The group filed a class action anti-trust lawsuit against World Poker Tour Enterprises, Inc. late last year. This was followed in April this year by a request from the players for a summary jurdgement, now denied.

WPT's legal counsel Adam Pliska applauded the Judge's decision, saying: "We are very pleased with Judge Wright's order denying the Motion for Summary Judgment. We feel that this decision confirms our contention that this case is without merit."

Some of the players have refused to play in WPT events until the issue is resolved, claiming that the WPT restrictions deny fans the chance to see top players competing. There is as yet no indication of when the issue will be heard in full in court, and there has thus far been little indication that a settlement might be achieved.
what is the issue? WPT doesn't allow "pros" to enter anymore?
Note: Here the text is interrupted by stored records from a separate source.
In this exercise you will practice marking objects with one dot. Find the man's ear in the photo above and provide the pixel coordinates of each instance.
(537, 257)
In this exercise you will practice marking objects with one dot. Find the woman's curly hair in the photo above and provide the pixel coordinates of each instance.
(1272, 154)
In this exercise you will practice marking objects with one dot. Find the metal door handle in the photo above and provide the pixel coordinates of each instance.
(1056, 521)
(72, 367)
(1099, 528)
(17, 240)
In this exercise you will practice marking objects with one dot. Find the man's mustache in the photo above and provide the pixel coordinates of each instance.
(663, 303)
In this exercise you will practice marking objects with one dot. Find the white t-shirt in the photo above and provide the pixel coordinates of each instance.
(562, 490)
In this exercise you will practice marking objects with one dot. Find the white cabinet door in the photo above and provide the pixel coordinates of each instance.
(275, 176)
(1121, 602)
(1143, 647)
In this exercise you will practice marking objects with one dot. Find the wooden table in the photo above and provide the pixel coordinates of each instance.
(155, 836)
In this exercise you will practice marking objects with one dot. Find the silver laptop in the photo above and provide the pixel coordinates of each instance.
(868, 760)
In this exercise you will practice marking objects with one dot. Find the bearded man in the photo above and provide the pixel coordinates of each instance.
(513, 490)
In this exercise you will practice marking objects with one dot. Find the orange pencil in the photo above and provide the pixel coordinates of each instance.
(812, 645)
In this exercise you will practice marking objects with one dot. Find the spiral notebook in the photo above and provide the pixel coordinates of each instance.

i don't know what harm it could do to have a "pro tour" like golf, where the top 500 or so poker pros (the names everyone knows) have their own private circuit. this would be better for tv, and i know a lot of the "old boys" and the big names seriously dislike how internet/amateur players play against them. calling down a star to try and bust them, super aggressive play mostly preflop, etc.

you could still have open tournaments, but the tour/circuit events could be for card-carrying members of that league only. and of course you could easily have more circuits for the other career players, like european and north american tours. and it would take great performance to get promoted to the "big" league, maybe only the top money winner or the overall highest finisher (or a more advanced ranking like tennis has) from each circuit would get a free pass into the "world" tour. a tiered system would be good for the household names and the up and comers.
Quote: ....that the releases that players are required to sign before they can play in WPT events infringed on their personal property rights and prevented them from pursuing their livelihood of professional poker. Unquote

It's more to do with individual image and reputation rights.
I had a discussion with Annie Duke at UB about this. Her opinion (which I agree with) is that WPT used their images in direct violation of other agreements tmany pros had already made. For example Annie Duke has (had?) an endorsement deal with Ultimate Bet, her image was being used to promote WPT's online poker room. Her contract with UB forbids this not to mention it is shady for the WPT to force you to be used in promotions beyond broadcasting of the event. Many other pros holding deals with Stars and Full Tilt agree and are all along together. She told me at the table many of the pros walked about of an event refusing to sign away. OTOH nobody forces you to play in these tournaments.
I can understand the concern of pros to protect their right to manage the "property" of their images and names....and how sponsors or associates other than WPT may feel about WPT trying to exercise some control over this.

Your point is well made that noone is forcing them to play in WPT tourneys. I guess WPT events constitute a significant enough portion of the available earning pool to motivate the pros into contesting the release form requirement - perhaps in the hope of eventually getting a settlement.

Unfortunately that doesn't look likely right now, and some bad feeling on both sides is a dangerous possibility.

That's a pity because these are big names that can enhance interest and publicity on WPT events and television coverage.


also, playing at online casinos you agree to be available for promotions if you win a big one, so if say negreanu wins the stars sunday million, they could use his name and picture in promotions and advertisements.